I've got a standalone Windows Server 2003 running SQL Server 2005 and a Windows Server 2003 Active Directory domain controller. Using maintenance plans/SQL Server Agent, I'm trying to write the database dumps from the standalone box to a share on the DC. I know the usual rules about accessing remote shares (e.g. must use a logon account which has proper rights, etc.). In fact, writing the dumps to another non-DC server in the same domain as the DC works fine.
I'm trying to set the SQL Server Agent account's logon credentials to "domain\username" (or username@addomainname).

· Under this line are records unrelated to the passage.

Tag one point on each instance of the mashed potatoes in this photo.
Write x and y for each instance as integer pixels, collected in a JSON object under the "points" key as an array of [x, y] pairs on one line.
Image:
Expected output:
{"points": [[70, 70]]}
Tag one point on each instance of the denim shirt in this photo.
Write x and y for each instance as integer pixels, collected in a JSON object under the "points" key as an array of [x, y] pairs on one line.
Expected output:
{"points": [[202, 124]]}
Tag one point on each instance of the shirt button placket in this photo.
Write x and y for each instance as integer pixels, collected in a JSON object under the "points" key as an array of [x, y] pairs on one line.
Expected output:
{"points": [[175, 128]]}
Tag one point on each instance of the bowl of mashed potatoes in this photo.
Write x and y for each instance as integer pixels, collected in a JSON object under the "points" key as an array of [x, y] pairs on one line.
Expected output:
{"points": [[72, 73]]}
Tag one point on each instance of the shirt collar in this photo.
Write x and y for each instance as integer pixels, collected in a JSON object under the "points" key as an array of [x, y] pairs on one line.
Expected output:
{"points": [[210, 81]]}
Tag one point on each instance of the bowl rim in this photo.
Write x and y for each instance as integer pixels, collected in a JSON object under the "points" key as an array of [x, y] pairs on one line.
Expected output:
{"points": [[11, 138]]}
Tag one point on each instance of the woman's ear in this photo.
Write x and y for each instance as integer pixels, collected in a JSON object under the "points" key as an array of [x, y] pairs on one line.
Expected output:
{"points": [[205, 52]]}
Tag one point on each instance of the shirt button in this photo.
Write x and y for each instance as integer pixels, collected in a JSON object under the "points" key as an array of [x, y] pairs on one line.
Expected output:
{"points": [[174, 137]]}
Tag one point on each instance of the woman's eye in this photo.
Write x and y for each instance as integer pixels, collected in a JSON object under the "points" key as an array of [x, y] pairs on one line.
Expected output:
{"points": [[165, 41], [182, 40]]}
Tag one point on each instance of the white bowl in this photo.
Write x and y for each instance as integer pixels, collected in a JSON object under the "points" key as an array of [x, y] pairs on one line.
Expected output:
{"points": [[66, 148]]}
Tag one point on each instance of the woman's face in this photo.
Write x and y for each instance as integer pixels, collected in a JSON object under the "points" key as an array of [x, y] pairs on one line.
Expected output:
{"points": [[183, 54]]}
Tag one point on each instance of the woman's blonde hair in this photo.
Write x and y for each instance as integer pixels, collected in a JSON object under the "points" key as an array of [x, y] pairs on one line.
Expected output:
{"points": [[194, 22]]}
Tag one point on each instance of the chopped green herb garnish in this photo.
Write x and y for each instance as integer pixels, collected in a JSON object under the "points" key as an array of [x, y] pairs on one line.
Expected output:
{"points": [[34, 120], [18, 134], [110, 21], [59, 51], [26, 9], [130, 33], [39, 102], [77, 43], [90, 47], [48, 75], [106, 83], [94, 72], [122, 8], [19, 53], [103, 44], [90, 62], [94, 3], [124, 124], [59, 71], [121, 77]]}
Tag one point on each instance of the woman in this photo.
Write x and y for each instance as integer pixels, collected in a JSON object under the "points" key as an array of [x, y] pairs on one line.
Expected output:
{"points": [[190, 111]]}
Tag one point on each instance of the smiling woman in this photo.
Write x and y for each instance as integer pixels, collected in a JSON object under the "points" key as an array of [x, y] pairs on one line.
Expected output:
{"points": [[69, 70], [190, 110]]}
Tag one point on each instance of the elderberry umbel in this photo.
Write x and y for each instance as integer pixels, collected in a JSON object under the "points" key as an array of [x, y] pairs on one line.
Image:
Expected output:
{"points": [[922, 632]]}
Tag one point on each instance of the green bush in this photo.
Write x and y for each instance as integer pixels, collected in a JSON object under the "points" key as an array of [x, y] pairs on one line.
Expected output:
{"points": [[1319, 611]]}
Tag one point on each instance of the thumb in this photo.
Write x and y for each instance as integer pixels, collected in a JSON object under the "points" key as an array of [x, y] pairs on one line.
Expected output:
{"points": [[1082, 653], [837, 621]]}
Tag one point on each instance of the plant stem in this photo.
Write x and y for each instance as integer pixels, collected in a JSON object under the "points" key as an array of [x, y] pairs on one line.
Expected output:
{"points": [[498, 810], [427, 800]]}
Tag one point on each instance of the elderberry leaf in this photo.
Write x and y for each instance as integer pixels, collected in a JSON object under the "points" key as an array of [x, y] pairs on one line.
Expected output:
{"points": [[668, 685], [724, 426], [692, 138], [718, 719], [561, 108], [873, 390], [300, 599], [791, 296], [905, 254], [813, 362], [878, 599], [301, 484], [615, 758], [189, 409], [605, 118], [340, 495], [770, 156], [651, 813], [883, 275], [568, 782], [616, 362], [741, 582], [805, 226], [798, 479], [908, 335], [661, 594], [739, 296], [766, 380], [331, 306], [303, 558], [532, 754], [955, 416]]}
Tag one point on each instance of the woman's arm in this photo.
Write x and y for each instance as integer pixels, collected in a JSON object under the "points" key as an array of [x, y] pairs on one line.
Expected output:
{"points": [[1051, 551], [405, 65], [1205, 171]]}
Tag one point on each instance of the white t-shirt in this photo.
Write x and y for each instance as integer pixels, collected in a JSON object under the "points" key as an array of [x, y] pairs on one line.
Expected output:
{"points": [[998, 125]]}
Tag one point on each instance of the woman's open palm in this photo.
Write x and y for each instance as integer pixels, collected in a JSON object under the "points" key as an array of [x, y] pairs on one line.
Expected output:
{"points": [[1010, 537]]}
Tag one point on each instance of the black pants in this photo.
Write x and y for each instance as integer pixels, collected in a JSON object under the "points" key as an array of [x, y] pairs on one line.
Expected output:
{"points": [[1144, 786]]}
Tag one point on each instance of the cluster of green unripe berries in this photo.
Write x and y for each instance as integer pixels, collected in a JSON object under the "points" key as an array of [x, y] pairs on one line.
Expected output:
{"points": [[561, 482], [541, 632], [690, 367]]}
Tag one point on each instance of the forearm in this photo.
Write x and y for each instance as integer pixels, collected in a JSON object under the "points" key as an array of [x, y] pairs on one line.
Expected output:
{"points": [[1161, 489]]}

If I specify a username in the form of "domain\username, the error I get (regardless of password) is:
"The account name is invalid or does not exist, or the password is invalid for the account name specified".
If I specify a username in the form of "user@addomainname", the error I get (regardless of password) is:
"The specified domain either does not exist or could not be contacted."
I've turned on logon failure auditing on the DC and I see no failures in the log, which suggests to me that the machine isn't even trying to authenticate, but rather failing prior to that.
I know that users on non-member servers can authenticate to shares on a DC, because doing an interactive logon (e.g. "net use * \dcname\c$ /user:username@addomainname", or using the other form of the username) works fine.
The above example is about SQL Server but applies to any Windows service.
Why can't the service log on with the domain account, but an interactive logon (drive mapping) using that same account works?